O escritor português Afonso Cruz fala como se escrevesse crônicas. Como quem observa um bocado do que ocorre lá e cá, dentro e fora, e tece, como se fosse a tapeçaria que há em Para onde vão os guarda-chuvas, apenas pra citar um de seus tantos livros publicados no Brasil, relacionando sua vida de leitor, escritor e de quem dribla a mortalidade, com as inquietudes, sorrisos e silêncios de quem o escuta. Não sei se é sempre assim, mas foi assim no último sábado (6), à tarde, durante o bate-papo na Do Arco da Velha Livraria e Café, com mediação da cronista do Jornal Pioneiro, Adriana Antunes.

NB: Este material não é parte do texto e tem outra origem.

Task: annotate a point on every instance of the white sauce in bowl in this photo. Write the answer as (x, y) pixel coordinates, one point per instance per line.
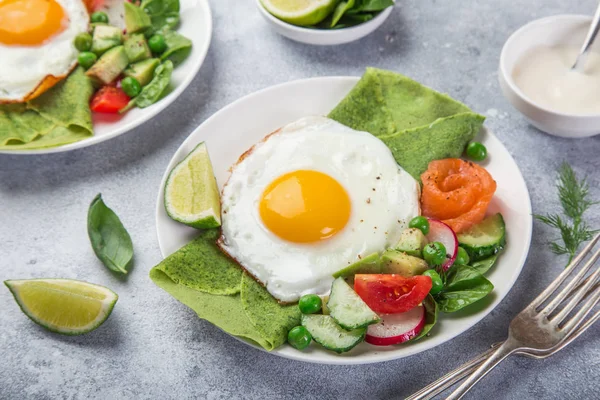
(545, 77)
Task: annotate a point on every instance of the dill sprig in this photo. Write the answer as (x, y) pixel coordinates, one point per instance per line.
(573, 195)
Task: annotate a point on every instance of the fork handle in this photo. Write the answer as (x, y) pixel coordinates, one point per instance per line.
(506, 349)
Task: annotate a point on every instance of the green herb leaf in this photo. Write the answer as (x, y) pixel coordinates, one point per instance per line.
(573, 195)
(463, 286)
(483, 266)
(110, 241)
(430, 316)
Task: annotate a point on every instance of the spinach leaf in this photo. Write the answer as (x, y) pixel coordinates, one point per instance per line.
(430, 317)
(483, 266)
(152, 92)
(110, 241)
(164, 14)
(178, 48)
(464, 286)
(339, 11)
(372, 5)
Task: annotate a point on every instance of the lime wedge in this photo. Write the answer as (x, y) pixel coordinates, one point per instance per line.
(191, 192)
(300, 12)
(64, 306)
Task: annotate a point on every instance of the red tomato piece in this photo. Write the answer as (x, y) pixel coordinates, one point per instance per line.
(391, 293)
(109, 99)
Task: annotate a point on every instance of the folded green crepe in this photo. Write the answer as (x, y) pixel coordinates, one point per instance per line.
(60, 116)
(217, 289)
(417, 123)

Quando um autor é questionado por sua obra, sejam essas perguntas motivadas por curiosidade, certa confrontação do porquê disto e daquilo, ou até mesmo de onde tira todas essas imagens poéticas?, é quase sempre desconfortável. Porque é como se o autor precisasse se justificar por ter escrito o que está em livro.
Contudo, Afonso Cruz, ao responder aos mais diversos questionamentos, abranda essa certa tensão com bom humor e docilidade, trazendo o que parece complexo ao nível do que é simples — nem por isso, fácil ou raso.

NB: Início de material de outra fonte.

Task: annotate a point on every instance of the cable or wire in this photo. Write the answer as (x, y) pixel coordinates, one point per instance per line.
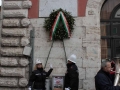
(49, 53)
(64, 51)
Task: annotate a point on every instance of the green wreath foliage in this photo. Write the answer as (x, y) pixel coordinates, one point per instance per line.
(60, 30)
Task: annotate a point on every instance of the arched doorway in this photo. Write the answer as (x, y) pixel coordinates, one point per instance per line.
(110, 29)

— A beleza está no objeto ou nos olhos das pessoas que o veem? A beleza está no diálogo das duas coisas — sintetiza.
Ou ainda, quando questionado acerca da felicidade. Tema que invariavelmente retorna às conversas literárias. Quase sempre deixando mais pistas pelo caminho do que certezas e convenções.
— A felicidade, pra mim, é mais um pano de fundo, um cenário, do que uma alegria permanente.

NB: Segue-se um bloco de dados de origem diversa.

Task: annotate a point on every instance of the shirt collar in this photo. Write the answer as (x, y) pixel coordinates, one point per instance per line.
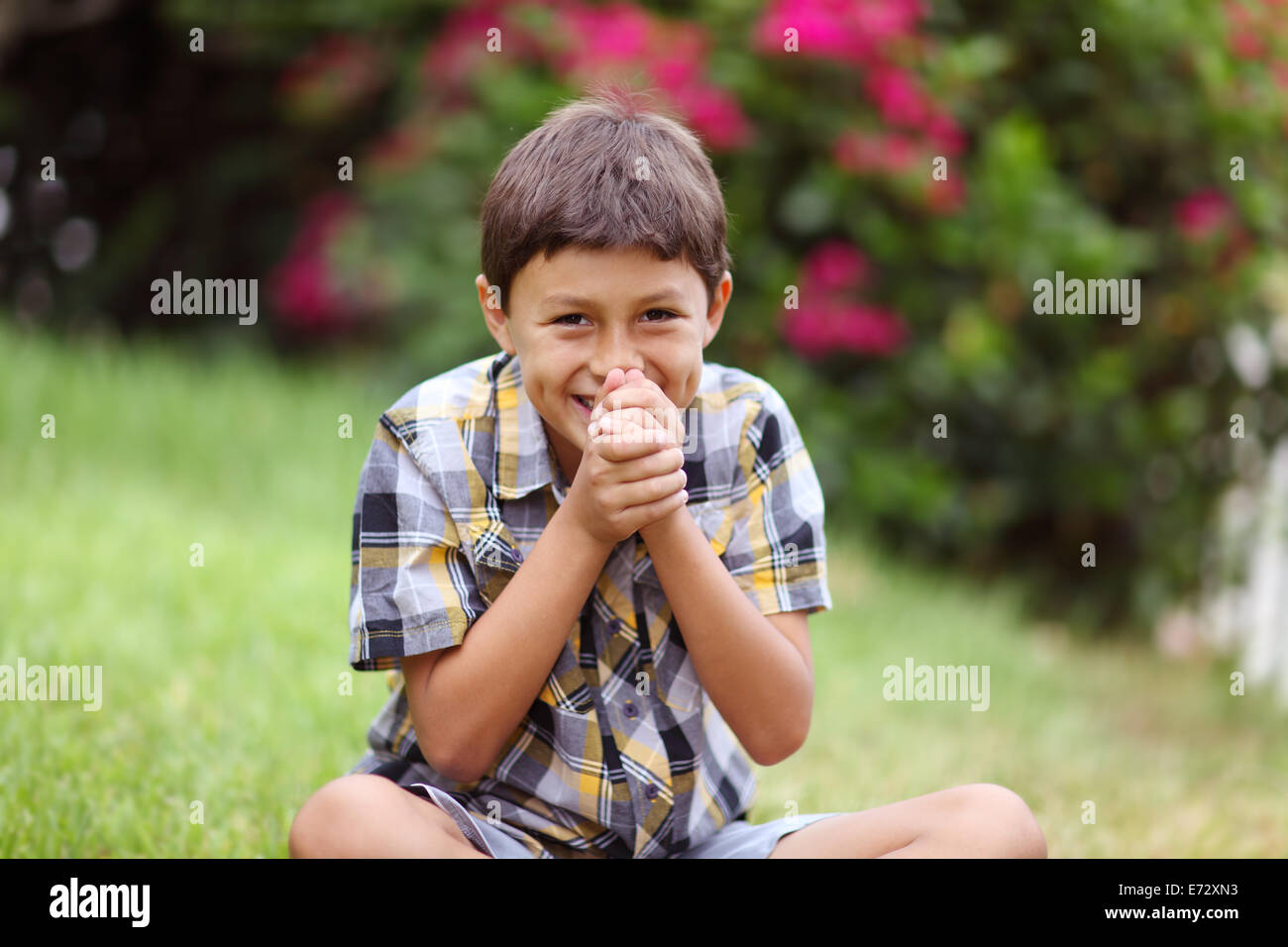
(523, 457)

— Quando minha mãe morreu, eu estava triste, talvez tenha sido o dia mais triste da minha vida. Mas, se me perguntassem se eu era feliz, diria que sim — complementa Cruz, pontuando que a dor do luto não apaga as cenas que criaram as memórias de felicidade ao lado de sua mãe.
E tem como ser mais simples do que se afirmar como leitor bem antes de ser reconhecido como escritor? Pois é.
— Passo os dias a ler e nem sempre a escrever. Tento fazer com que a escrita não seja uma imposição — revela.
Simples como cozinhar. Cruz diz que não adianta ter a melhor técnica culinária. Para fazer uma boa refeição é preciso dispor de bons ingredientes, quanto melhores, melhor o resultado à mesa. E sentencia:
— O valor da Odisseia é manter-se — afirma o autor, reiterando que é o leitor quem define a perenidade de uma obra.